Ayurveda is the oldest system of natural medicine that we know. And the principles of Ayurveda can bring deep insights to help us understand and prescribe the use of essential oils in modern day aromatherapy.
Ayus means ‘life’ or ‘lifespan’, and Veda means ‘complete knowledge’. So Ayurveda is complete knowledge about life, and about health and how to maintain it. The central tenet of Ayurveda is that good health is a natural state of life — a state of balance. So health becomes disrupted when imbalances accumulate. Therefore it aims to detect early accumulation of imbalances in the system, and prevent them from developing into symptoms by using a variety of methods. In this way, Ayurveda is primarily preventive in its outlook.
One of these approaches is through massage, which is highly rated in Ayurveda. Massage is recommended in terms of daily self-massage (you can try a self massage using warm natural sesame oil every morning before taking a shower; some people notice massive benefit continue through the day, particularly if they suffer from poor circulation), and also using macerated oils in specific treatment regimes. This is very similar in outlook and approach to our approach to aromatherapy, which uses essential oils blended into a ‘carrier oil’ (vegetable oil), so let’s see what our modern understanding can learn from the ancient approach.
According to Ayurveda there are three principles (doshas) that operate in the physiology and in Nature: vata, pitta, and kapha.
Vata governs the function of the nervous system, and is quick, light, cold, rough, moving. People who have a strong vata constitution tend to walk quickly, talk quickly, listen quickly (so they may interrupt you before you’ve finished your sentence). They tend to be of thin build, frequently very bright and alert. When they become imbalanced, this may lead to anxiety, worry, restlessness, insomnia, and also cold hands and feet. They would tend towards dry hair, and dry skin.
Pitta is hot and sharp, and governs metabolism and digestion. People with a preponderance of pitta tend to have energy, ambition, and drive. Because pitta is hot, they suffer less from cold; but on the other hand may tend to overheat in the summer, and may suffer from skin disorders.
Kapha has the qualities of heavy, cold, oily and stable. Kapha people tend to have large framed bodies, and may put on weight rather easily. The hair is thick, lustrous, and they are often very attractive physically. They frequently exude feelings of stability, peace, and contentment. But when out of balance, kapha leads to a lack of flexibility, inertia and lack of enthusiasm.
A qualified ayurvedic practitioner will be able to determine the relative balance of vata, pitta and kapha to a great degree of accuracy by using pulse diagnosis, or nadi vigyan. However the simple description above should be able to help us to quickly recognise which essential oils could be indicated.
For someone with a vata imbalance, we want to provide ease, ease and comfort, reducing agitation and excess mental activity. So we should be on the lookout for oils that are sweet, warming, soft, stabilising. Try Sweet Orange, Ylang Ylang, Vetiver, Sweet Basil, Jasmine, Ginger, Frankincense, Patchouli.
For a pitta type, we will be looking for cooling oils. So think in terms of Mint oils, True Lavender, Rose, Sandalwood, and German Camomile.

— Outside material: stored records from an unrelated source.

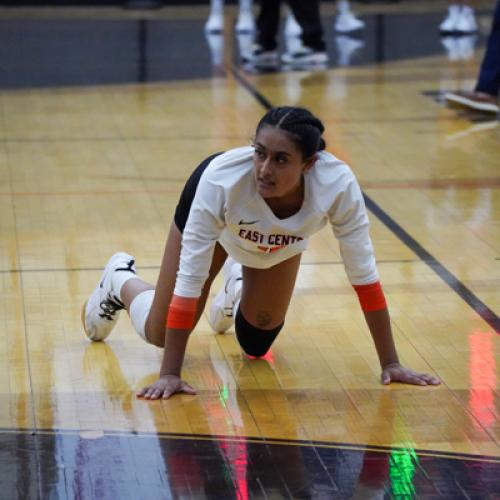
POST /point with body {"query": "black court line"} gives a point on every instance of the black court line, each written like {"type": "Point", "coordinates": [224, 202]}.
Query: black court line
{"type": "Point", "coordinates": [452, 281]}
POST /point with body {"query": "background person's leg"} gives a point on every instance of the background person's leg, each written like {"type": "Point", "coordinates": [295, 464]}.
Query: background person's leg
{"type": "Point", "coordinates": [489, 75]}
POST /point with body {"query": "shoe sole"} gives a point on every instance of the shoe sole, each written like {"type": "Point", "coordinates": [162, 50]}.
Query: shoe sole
{"type": "Point", "coordinates": [84, 307]}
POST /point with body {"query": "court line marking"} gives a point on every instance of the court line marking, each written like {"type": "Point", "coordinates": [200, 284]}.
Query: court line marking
{"type": "Point", "coordinates": [454, 283]}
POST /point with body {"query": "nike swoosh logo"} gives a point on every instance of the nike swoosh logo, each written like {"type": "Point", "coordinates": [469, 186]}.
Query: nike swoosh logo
{"type": "Point", "coordinates": [247, 223]}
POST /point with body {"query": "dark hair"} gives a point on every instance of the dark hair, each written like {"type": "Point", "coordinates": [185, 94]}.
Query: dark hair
{"type": "Point", "coordinates": [304, 128]}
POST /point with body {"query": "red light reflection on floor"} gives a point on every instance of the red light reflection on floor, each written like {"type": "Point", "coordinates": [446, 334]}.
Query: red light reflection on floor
{"type": "Point", "coordinates": [482, 371]}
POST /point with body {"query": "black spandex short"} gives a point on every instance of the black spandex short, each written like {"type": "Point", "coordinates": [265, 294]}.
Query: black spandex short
{"type": "Point", "coordinates": [187, 195]}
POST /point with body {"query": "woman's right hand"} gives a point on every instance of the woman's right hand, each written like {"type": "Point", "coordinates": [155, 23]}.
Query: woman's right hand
{"type": "Point", "coordinates": [164, 387]}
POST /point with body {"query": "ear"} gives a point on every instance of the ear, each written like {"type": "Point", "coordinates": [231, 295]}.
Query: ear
{"type": "Point", "coordinates": [309, 163]}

Remember that kapha is heavy and oily, so we should be looking for essential oils that are light and will cut through that quality. Think in terms of the confers (pines, firs, spruces), Black Pepper, Tea Tree, Rosemary Verbenone, and Lemon.
It goes without saying that the areas of both ayurveda and essential oils are immensely detailed; and either could take a lifetime of study. Yet the principles are simple and have a commonsense value. And best of all, they are easy to apply.